Allen vier Verfahren ist gemein, dass in ihnen die strafprozessualen Überwachungsinstrumente über das rechtlich zulässige Maß hinaus angewandt wurden. Zum Teil wurden über viele Jahre Überwachungsmaßnahmen vom zuständigen Ermittlungsrichter regelmäßig verlängert, obwohl die Totalüberwachung keine Hinweise erbracht hat, die den Anfangsverdacht hätten bestätigen können. Gemäß der Logik: Wenn bei einem Verdächtigen keine Hinweise gefunden werden, die die Verdachtslage stützen, handelt er konspirativ, was den Verdacht erhärtet. In der Folge wurden immer mehr Überwachungs- und Ermittlungsmaßnahmen genehmigt, die immer stärker in die Privatsphäre der Beschuldigten eingriffen und weit in das Umfeld der Betroffenen hineinwirkten. Der absurde Höhepunkt dieser Logik war die zwangsweise Abnahme von Geruchsproben.
Das BKA und die Geheimdienste unterliegen keiner Kontrolle. Am Verlauf dieser vier Verfahren wird deutlich, dass weder die zuständigen Ermittlungsrichter noch parlamentarischen Kontrollgremien einen einschränkenden Einfluss auf die Sicherheitsbehörden haben. Wie die übermittelten Ermittlungsakten in diesen vier Verfahren zeigen, werden der Schutz des Kernbereichs der privaten Lebensführung, der Schutz von Berufsgeheimnisträgern und der richterliche Vorbehalt bei den BKA-Ermittlungen systematisch und umfangreich verletzt. Auch kann von der Trennung zwischen Polizei und Geheimdienst nicht mehr die Rede sein; vielmehr regt der VS das BKA zu Ermittlungen an und wirkt an diesen mit. Die parlamentarischen Kontrollgremien und der Richtervorbehalt haben keinen Einfluss auf die Verfassungsschutzämter.
Das BKA darf keine Geheimdienstbefugnisse bekommen. Die Praktiken des BKA in diesen Verfahren sind wie ein Vorgriff auf das BKA-Gesetz. Der Ausbau des BKA wird vorangetrieben, dem mit dem neuen BKA-Gesetz geheimdienstliche Tätigkeiten zugestanden werden sollen.

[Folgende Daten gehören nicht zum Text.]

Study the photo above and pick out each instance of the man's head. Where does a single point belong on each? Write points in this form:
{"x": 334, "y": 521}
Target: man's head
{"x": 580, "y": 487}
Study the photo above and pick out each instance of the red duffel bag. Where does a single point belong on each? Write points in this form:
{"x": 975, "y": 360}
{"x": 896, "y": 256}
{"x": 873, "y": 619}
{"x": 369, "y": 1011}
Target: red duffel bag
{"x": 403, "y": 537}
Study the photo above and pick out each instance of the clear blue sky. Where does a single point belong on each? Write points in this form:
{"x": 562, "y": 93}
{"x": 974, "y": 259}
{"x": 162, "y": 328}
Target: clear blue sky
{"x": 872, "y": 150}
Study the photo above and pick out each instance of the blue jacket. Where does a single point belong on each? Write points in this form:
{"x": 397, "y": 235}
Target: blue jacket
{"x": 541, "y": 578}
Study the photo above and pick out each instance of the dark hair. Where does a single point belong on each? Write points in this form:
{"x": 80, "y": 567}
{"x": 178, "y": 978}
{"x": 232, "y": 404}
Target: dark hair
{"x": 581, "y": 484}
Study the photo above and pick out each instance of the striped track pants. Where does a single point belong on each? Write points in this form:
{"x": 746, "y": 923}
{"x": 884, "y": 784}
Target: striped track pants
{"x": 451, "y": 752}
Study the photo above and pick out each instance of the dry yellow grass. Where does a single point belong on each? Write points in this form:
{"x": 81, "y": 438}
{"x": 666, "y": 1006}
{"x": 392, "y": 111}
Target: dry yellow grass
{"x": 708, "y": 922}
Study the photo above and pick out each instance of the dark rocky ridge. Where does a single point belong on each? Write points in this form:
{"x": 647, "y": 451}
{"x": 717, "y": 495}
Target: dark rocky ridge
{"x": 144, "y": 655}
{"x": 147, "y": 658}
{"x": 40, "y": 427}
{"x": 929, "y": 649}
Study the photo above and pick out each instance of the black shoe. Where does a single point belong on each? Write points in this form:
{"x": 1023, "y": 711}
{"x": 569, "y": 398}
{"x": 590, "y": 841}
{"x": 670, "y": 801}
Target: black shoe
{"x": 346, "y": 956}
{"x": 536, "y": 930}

Die Totalüberwachung der linken Szene muss aufhören. Die §§129, a, b müssen abgeschafft werden. Die Durchsuchungen am 9. Mai dienten dem BKA nach eigenem Bekunden nicht der Aufklärung von Straftaten. Mit mehr als 40 Beschuldigten und etwa 2.000 von den Ermittlungen erfassten Personen wurde mittels der §129(a)-Verfahren eine flächendeckende Überwachung und Einschüchterung der linken Szene betrieben. Nach der derzeitigen Aktenlage ermöglichten mehr als 200 Überwachungsbeschlüsse des Ermittlungsrichters die Überwachung von insgesamt etwa 100 Telefonanschlüssen, 60 E-Mailadressen und die Videoüberwachung von mindestens 20 Wohnadressen. Mit mindestens 12 kleinen und 2 großen Lauschangriffen sowie 12 GPS-Peilsendern an Fahrzeugen wurden auch technische Überwachungsmittel massiv zum Einsatz gebracht. Unabhängig von der konkreten Verdachtslage dienen solche §129(a)-Ermittlungen in erster Linie der Ausforschung linker Strukturen.
Wir fordern die sofortige Einstellung aller Ermittlungen nach §129(a) und die Abschaffung der Schnüffelparagrafen 129, a, b!